Canada is turning feminists into criminals


Back in 2016, I was one of the lone voices who spoke out against Bill C-16, Canada's gender-identity legislation, testifying at the Senate that enshrining gender identity in law would likely result in the nullification of women's sex-based rights. All my fears came to fruition - and more - as males who identify as 'transwomen' are being transferred to women's prisons, allowed access to shelters for women escaping domestic abuse, permitted to use women's and girls' changing rooms and washrooms, and dictating what women may and may not say about all of this.

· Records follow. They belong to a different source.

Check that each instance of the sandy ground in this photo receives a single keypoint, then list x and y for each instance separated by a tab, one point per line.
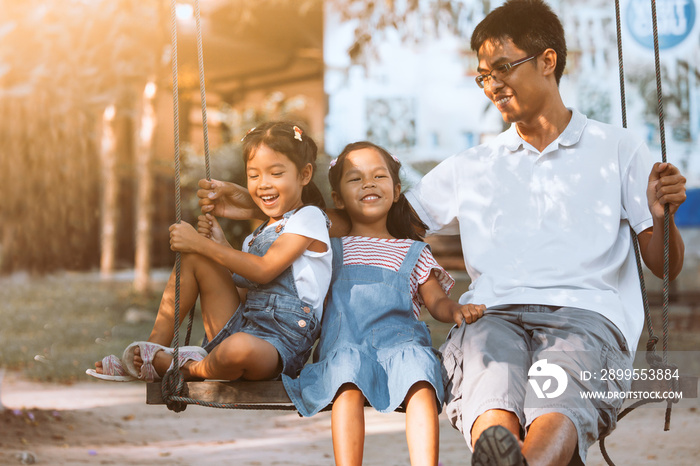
109	423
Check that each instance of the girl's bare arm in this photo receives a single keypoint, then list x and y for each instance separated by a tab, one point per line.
443	309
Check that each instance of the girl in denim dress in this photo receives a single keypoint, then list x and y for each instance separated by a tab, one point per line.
372	345
261	306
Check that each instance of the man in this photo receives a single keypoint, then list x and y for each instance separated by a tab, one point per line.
544	212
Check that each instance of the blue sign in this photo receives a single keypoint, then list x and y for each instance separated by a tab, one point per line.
688	214
674	19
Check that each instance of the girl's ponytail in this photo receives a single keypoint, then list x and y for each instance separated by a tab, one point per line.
404	222
311	195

Two bills, introduced by the ruling Liberal Party, threaten to turn women like me into criminals. In November 2020, Liberal Party member and then heritage minister Steven Guilbeault introduced Bill C-10 in the House of Commons, which proposes to amend the Broadcasting Act to include internet and digital media. If passed, platforms like YouTube and Facebook would be treated as broadcasters, meaning that user-generated content could be subject to Canadian Radio-television and Telecommunications Commission (CRTC) regulation. This means that those who engage in what the government determines to be 'hate speech' online could be censored.

In June 2021, Liberal Party MP David Lametti introduced Bill C-36, which would amend Canada's Criminal Code and the Canadian Human Rights Act in order to tackle 'online hate'. The Liberals promised during September's federal election that this new legislation would be a priority in the new parliamentary session, which began last week.